CN102867539B - gain eDRAM memory cell structure - Google Patents

Abstract

The invention belongs to memory technology field, propose one and improve gain-type eDRAM device architecture.A kind of gain eDRAM unit of the present invention, comprise read MOS transistor, write MOS transistor, write word line, write bit line, readout word line, sense bit line, the grid reading metal-oxide-semiconductor and the drain region writing metal-oxide-semiconductor are connected by metal wire and jointly form storage node, write metal-oxide-semiconductor, read metal-oxide-semiconductor and respectively there is gate dielectric, it is characterized in that, described write metal-oxide-semiconductor, read metal-oxide-semiconductor and have trench channel, write metal-oxide-semiconductor, read the gate dielectric of metal-oxide-semiconductor and be arranged in silicon substrate groove, grid is the convex cylindrical shape to lower convexity.The present invention obviously can improve the data retention characteristics of device.

Description

Gain eDRAM memory cell structure

Technical field

The invention belongs to memory technology field, propose one and improve gain-type eDRAM device architecture.

Background technology

As shown in Figure 1, be the 2T Gain Cell eDRAM unit of intel.This Gain Cell eDRAM 100 comprise write MOS transistor 101, read MOS transistor 102, write word line (Write Word Line, WWL) 105, readout word line (Read Word Line, RWL) 106, write bit line (Write Bit Line, WBL) 107, sense bit line (Read Bit Line, RBL) 108 and equivalent parasitic capacitances 104 (equivalent parasitic capacitances does not exist as an individual devices, just schematically illustrates separately in figure).Wherein, the drain region writing MOS transistor 101 is connected to the grid reading MOS transistor 102, and MN point 103 is memory node, equivalent parasitic capacitances 104 one end is connected with 103, other end ground connection, therefore, the high low energy of the current potential of MN point controls conducting and the shutoff of reading MOS transistor 102; Such as, during electric capacity 104 stored charge, representative stores " 1 ", and MN point 103 is noble potential, can control to read MOS transistor 102 and turn off.Read a termination RBL of MOS transistor 102, another termination RWL; Write a termination WBL of MOS transistor 101, another termination reads the grid of MOS transistor 102.Normally, equivalent parasitic capacitances 104 namely for writing the active area stray capacitance stray capacitance of drain region (also) of MOS transistor 101 or reading the gate capacitance of MOS transistor 102, also or both combinations.This storage unit is based on standard logic process, and its leakage current path has three:

1, by the sub-threshold leakage 110 of gate tube 101;

2, the PN junction electric leakage 111 at storage node 104 place;

3, by the electric leakage 112 of the grid oxygen of 101 and 102.

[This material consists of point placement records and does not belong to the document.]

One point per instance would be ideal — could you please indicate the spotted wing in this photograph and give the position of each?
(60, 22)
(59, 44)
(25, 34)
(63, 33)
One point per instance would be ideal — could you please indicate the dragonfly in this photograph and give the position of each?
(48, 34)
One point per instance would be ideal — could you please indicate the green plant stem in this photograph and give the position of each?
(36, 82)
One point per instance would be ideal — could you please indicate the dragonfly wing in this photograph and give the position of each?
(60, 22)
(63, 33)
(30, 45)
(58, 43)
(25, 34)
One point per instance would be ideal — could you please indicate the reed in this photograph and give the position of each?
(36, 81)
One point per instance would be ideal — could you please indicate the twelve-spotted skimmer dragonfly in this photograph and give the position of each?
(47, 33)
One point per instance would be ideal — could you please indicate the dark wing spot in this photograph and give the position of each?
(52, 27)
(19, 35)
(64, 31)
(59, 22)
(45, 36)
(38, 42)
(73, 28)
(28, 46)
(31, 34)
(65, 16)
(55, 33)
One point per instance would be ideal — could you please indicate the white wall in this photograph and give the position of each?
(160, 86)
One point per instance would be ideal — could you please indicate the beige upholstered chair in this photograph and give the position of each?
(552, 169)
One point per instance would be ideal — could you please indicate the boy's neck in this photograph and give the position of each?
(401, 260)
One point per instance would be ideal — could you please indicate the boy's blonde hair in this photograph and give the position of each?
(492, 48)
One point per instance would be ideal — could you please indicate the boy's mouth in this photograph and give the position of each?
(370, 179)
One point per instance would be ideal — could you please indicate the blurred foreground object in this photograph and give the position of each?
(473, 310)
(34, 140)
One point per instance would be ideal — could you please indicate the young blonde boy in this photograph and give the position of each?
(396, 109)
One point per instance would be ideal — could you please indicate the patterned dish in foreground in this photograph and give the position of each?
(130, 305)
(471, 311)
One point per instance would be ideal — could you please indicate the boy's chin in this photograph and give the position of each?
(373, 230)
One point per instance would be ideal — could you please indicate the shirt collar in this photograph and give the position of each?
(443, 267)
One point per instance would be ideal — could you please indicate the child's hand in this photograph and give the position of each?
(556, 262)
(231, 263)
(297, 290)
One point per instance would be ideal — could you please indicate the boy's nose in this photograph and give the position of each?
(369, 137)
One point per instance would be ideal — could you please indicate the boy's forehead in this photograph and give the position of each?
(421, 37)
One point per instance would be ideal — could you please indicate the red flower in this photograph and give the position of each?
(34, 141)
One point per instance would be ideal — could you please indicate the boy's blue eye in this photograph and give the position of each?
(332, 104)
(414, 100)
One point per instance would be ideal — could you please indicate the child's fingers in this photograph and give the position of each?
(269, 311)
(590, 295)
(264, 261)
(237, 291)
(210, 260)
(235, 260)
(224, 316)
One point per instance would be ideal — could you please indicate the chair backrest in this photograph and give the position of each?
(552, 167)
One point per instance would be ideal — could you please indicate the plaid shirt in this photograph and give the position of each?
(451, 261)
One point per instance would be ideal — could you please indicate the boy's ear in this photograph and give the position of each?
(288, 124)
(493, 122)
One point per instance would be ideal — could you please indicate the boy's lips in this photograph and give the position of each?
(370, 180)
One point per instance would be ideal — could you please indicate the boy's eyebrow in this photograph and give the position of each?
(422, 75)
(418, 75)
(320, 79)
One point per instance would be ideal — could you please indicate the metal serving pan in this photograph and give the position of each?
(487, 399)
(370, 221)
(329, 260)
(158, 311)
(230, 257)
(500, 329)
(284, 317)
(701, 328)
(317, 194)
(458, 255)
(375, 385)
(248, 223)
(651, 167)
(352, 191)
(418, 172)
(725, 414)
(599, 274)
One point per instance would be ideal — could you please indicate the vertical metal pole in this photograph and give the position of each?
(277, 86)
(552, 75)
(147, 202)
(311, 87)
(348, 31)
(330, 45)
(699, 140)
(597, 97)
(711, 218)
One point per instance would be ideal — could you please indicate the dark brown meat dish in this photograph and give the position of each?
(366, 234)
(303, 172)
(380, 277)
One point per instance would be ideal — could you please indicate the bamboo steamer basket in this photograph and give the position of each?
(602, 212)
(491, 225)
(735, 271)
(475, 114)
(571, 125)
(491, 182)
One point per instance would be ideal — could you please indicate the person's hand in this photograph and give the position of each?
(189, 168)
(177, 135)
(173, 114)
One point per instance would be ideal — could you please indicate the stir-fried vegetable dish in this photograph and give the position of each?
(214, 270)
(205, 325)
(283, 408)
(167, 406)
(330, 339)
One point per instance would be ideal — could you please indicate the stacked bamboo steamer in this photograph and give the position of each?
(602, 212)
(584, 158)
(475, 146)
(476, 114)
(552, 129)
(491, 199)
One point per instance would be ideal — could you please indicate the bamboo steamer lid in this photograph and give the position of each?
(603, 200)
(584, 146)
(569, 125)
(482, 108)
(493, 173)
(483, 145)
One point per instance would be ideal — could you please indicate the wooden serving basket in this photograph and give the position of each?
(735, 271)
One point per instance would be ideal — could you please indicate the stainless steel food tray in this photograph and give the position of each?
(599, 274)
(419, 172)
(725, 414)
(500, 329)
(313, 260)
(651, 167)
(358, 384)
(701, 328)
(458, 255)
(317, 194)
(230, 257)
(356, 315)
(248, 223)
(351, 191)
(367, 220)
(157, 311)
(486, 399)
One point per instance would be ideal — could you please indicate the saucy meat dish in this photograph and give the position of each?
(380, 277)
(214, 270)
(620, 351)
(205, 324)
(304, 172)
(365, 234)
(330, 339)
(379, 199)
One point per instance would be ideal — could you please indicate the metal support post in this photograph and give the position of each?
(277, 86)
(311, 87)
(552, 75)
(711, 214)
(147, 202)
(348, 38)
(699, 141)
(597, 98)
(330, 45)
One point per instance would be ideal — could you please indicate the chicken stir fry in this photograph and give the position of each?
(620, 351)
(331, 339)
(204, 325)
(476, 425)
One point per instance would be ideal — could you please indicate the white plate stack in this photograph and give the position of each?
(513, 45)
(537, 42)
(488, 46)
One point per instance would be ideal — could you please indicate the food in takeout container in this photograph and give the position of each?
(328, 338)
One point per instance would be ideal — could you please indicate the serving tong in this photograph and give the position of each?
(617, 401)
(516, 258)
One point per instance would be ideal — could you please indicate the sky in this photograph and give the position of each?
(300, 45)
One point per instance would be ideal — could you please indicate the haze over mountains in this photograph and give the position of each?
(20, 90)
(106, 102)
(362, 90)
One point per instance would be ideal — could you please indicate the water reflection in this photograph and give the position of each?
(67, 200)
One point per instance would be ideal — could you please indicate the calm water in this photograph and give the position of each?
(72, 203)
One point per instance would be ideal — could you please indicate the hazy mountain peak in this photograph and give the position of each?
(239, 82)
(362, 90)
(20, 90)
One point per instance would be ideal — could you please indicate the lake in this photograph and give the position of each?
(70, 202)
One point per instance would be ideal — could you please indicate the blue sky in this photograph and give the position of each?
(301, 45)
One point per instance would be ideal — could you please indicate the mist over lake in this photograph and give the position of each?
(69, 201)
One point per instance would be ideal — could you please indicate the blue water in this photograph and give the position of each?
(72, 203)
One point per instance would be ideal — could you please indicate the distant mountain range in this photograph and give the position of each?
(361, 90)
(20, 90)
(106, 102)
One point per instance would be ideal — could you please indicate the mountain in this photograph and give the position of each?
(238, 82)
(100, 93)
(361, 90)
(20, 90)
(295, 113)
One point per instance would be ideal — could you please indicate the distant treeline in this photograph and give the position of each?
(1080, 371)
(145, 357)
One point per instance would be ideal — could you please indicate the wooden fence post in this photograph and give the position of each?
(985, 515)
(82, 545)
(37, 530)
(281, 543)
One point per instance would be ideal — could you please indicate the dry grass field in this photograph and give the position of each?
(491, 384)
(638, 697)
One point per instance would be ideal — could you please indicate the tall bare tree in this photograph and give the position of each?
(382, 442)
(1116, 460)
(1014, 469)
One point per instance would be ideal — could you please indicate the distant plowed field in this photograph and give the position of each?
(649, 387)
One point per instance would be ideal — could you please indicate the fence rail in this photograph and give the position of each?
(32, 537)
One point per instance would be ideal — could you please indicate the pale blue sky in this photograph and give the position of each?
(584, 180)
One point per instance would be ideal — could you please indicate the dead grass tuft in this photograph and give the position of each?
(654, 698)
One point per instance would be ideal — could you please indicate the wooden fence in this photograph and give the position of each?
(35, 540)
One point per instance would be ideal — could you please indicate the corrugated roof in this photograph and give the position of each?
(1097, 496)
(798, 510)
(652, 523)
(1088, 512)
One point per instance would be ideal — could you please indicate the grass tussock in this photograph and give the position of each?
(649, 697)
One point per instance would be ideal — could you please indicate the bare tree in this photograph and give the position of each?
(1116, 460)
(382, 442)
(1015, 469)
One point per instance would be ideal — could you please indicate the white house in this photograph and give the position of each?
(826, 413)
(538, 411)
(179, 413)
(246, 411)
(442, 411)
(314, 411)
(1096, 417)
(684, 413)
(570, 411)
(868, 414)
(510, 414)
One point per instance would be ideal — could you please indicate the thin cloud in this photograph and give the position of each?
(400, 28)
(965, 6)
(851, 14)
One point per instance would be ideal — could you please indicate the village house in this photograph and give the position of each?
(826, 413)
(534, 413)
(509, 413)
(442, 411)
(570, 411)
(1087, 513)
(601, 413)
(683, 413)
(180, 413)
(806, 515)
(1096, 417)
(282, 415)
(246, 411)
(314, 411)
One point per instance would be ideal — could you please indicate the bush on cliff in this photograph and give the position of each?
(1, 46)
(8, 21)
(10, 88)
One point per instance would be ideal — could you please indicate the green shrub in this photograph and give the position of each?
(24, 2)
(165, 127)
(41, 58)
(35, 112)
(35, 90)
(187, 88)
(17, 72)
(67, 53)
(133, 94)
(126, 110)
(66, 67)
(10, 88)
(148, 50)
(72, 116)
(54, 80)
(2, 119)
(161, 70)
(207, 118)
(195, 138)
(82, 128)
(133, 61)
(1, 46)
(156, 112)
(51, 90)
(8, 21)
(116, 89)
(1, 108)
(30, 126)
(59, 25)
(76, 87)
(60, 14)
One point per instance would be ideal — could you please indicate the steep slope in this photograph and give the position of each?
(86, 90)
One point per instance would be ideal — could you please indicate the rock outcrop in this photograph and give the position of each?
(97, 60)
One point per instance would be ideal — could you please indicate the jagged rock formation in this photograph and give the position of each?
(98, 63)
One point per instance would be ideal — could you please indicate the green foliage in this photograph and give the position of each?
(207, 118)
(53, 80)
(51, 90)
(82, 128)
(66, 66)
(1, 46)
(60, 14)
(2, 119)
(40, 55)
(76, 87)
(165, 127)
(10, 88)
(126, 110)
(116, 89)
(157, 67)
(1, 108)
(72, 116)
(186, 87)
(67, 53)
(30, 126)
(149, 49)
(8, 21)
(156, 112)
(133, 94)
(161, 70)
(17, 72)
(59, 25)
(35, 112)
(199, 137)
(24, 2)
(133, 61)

According to document analysis and device simulation, wherein sub-threshold leakage 110 and PN junction electric leakage 111 are chief components of leakage current.This unit Problems existing leaks electricity relatively seriously, and data hold time is too short, adopt standard logic process to only have the data hold time of about 10us, thus refreshing frequency is very high under 65nm, and power consumption increases.

As shown in Figure 2, the domain of 2T Gain Cell eDRAM unit.The wherein active area of 201 representative write pipes 101, the grid of 202 representative write pipes, the active area of pipes 102 is read in 205 representatives, and the grid of pipes is read in 206 representatives, to be connected jointly to form storage node 204 by the grid 206 reading pipe and the drain region 203 that writes pipe by metal wire 207.The size of storage node 204 place electric capacity and leakage current determine the length of the time data memory of this storage unit jointly, thus determine the speed of refreshing frequency and the size of power consumption.And such memory capacitance formed with metal-oxide-semiconductor active area electric capacity and gate capacitance is quite little, so its data hold time is shorter, refreshing frequency requires higher.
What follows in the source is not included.